Tutto noto dal 30 aprile
Piaccia o no, è questo il criterio e la modalità di gestione e di convivenza con la pandemia nei prossimi mesi. Finalmente, si potrebbe dire. Il punto è che quello che succede oggi poteva, doveva accadere a maggio scorso. I criteri scientifici per la chiusura in caso di ripresa del contagio della più che prevista seconda ondata sono noti dal 30 aprile scorso. Però non sono stati comunicati nè condivisi. Nè con le regioni. Nè con i cittadini. Il 30 aprile scorso il ministro Speranza ha firmato un decreto con cui - si legge - “sono adottati i criteri relativi alle attività di monitoraggio del rischio sanitario”. Con quel documento il governo ha inteso preparare un percorso con regole chiare “nei casi in cui dal monitoraggio emerga un aggravamento del rischio sanitario” misurato secondo determinati parametri. In quel caso, si legge ancora, “il Presidente della Regione propone tempestivamente al ministro della Salute le misure restrittive necessarie e urgenti per le aree interessate all’aggravamento”. In sostanza il 30 aprile viene deciso chi-deve-fare-cosa se i contagi riprendono a crescere e quali conseguenze se non si fermano. Ed è chiaro, già dal 30 aprile, che il premier Conte ha deciso di lasciare ai governatori - dopo mesi di accentramento totale - l’autonomia nella gestione della pandemia.
Il decreto del 30 aprile, più allegati, in sostanza è il libretto di istruzioni per l’uso per i cittadini e per chi li governa per fronteggiare “una rapida ripresa” del virus più che probabile considerato il basso livello di immunità. In quattordici pagine il decreto stabilisce 21 parametri che incrociati con l’indice Rt (indice di trasmissibilità) “ogni settimana devono produrre una classificazione aggiornata del rischio per ciascuna regione”. In base al monitoraggio sono previsti i quattro scenari di cui ora si parla - da 1, normale, a 4, il più grave - e le conseguenze in termini di lockdown più o meno estesi.

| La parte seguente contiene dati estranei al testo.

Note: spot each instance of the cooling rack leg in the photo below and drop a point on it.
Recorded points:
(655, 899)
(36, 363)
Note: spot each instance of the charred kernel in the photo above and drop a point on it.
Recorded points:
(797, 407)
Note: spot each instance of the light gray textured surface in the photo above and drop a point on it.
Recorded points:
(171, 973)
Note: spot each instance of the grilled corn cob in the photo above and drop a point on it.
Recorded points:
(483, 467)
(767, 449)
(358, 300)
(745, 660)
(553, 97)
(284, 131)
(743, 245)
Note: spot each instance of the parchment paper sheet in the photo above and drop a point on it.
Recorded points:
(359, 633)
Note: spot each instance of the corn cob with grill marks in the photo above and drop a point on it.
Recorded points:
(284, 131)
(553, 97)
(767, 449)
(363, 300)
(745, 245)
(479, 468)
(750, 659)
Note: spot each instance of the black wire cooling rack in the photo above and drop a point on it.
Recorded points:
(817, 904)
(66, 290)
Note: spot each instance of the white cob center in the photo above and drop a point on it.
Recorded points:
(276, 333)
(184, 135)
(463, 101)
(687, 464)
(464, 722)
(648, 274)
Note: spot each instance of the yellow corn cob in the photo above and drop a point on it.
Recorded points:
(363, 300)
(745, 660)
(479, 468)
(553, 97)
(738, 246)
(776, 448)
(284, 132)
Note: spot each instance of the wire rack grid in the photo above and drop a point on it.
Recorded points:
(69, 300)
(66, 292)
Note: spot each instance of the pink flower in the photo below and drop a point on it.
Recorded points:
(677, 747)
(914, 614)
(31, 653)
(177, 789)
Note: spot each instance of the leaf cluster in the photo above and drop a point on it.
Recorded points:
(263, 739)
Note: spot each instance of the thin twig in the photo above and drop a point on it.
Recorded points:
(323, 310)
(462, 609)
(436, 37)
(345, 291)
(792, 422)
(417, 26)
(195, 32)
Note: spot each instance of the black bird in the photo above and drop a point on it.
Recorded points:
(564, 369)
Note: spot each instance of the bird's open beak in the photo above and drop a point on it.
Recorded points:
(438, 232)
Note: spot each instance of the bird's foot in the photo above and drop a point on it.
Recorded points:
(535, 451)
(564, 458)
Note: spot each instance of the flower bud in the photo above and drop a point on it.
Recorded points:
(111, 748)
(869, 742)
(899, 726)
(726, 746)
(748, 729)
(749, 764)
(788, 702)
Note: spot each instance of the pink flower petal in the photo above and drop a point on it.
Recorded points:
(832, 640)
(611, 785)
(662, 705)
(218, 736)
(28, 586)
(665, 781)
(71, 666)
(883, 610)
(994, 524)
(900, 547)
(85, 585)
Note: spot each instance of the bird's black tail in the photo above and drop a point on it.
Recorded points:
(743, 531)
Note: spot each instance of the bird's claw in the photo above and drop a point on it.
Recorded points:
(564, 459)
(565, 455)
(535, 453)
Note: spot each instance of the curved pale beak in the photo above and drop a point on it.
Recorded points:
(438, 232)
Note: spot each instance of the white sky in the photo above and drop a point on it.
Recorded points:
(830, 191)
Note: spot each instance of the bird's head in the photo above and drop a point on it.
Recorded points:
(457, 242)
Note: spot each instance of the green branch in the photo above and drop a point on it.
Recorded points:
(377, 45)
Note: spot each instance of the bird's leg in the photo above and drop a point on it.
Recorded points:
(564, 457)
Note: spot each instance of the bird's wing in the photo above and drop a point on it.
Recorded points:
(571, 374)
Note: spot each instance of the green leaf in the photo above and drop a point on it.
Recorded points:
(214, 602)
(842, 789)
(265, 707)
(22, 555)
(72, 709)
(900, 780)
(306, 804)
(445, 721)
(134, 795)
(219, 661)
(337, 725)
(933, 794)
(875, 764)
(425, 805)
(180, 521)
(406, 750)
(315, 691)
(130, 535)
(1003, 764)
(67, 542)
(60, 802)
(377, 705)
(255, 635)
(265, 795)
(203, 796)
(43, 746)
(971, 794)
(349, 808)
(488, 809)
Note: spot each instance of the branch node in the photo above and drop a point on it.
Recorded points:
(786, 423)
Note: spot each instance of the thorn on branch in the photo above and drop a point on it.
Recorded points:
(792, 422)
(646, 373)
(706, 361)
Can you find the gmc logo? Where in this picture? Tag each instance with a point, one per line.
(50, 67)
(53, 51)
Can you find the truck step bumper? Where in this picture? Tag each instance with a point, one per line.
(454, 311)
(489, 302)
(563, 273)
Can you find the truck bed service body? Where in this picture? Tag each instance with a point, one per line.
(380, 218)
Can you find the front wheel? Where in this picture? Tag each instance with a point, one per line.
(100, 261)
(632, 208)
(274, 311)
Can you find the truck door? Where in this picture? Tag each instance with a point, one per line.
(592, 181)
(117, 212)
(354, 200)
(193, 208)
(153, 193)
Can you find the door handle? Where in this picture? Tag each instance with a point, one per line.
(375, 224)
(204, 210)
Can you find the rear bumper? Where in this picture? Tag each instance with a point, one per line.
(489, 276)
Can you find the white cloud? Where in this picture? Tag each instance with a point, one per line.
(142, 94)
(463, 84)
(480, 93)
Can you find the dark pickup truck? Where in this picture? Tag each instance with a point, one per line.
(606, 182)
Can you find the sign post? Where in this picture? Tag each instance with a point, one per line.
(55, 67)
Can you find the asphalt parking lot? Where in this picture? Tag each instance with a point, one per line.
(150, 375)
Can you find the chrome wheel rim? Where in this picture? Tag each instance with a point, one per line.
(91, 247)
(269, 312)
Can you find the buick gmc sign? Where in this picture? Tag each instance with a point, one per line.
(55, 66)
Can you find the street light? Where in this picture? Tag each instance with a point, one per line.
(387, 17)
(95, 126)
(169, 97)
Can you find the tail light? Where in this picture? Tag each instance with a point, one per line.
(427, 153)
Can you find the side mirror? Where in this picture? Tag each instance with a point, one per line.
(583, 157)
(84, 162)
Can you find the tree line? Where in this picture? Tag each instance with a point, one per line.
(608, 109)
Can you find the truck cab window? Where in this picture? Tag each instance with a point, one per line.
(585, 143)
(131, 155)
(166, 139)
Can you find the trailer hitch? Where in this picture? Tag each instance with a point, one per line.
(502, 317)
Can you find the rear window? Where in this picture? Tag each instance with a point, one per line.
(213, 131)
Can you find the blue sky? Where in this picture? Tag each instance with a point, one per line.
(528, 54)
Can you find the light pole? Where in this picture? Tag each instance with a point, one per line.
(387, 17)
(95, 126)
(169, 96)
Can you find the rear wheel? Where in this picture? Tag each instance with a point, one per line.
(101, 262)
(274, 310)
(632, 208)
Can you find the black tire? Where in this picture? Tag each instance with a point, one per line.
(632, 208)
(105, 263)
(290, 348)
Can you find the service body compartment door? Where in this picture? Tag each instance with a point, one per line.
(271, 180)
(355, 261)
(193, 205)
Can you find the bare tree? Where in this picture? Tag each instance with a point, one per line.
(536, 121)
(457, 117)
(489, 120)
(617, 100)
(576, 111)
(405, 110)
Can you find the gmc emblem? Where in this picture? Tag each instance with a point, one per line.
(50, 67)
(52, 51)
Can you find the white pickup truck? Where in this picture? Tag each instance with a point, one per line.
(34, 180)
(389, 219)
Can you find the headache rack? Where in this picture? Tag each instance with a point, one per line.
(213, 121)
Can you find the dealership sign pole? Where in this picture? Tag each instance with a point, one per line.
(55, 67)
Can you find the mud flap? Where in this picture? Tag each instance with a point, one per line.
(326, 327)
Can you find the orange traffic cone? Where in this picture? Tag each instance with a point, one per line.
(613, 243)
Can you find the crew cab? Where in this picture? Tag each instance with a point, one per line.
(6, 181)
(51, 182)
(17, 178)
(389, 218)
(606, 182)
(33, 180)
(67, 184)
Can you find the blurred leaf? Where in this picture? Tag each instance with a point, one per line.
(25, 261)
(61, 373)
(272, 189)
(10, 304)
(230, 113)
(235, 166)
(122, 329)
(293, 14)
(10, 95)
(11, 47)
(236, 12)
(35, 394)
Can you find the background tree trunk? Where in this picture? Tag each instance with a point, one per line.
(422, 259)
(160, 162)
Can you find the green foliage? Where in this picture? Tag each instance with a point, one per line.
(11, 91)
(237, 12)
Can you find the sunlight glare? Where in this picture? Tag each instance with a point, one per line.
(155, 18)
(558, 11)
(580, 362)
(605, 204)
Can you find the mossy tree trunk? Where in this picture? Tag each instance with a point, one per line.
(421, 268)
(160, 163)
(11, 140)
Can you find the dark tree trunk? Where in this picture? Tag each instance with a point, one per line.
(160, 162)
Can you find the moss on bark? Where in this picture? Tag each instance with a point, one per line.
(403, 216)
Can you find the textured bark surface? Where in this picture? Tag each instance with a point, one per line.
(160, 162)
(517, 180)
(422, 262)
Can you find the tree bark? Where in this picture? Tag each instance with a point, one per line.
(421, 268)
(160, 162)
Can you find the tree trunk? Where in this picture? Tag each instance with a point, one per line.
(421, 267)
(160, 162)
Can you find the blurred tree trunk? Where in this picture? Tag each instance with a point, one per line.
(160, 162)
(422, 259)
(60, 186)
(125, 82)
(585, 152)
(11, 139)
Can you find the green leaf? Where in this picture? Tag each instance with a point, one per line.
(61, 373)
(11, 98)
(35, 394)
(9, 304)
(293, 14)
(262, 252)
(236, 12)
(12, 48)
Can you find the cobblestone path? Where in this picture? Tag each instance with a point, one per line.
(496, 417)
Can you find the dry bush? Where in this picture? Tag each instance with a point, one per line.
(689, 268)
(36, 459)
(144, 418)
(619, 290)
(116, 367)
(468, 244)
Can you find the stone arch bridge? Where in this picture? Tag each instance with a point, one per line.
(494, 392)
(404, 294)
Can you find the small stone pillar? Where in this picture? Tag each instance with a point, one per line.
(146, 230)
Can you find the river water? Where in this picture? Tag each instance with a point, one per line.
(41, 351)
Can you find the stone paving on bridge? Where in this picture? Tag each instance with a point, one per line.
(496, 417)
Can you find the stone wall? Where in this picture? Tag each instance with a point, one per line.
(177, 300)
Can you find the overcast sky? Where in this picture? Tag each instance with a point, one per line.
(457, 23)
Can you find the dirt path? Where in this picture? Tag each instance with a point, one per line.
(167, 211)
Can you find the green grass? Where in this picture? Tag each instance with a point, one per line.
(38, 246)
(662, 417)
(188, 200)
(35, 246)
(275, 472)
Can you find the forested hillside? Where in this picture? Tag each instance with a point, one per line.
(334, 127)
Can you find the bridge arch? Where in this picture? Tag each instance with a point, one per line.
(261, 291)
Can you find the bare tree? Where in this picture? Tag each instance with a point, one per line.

Questo illuminante documento è rimasto lettera morta fino al 16 ottobre quando è stato approvato dalla conferenza Stato-Regioni. Solo allora - e i buoi, cioè il virus, erano già scappati - i governatori hanno avuto contezza di quello che avrebbero dovuto fare nei mesi estivi quando il contagio era basso.
Due osservazioni. La prima: dal 30 aprile al 16 ottobre, il decreto è rimasto lettera morta. Colpa della campagna elettorale? La seconda: dal 16 ottobre Conte ha firmato tre diversi Dpcm. Perchè non è stato subito elaborato questo con le regole già previste il 30 aprile? Come minimo ci saremmo risparmiati due settimane di caos.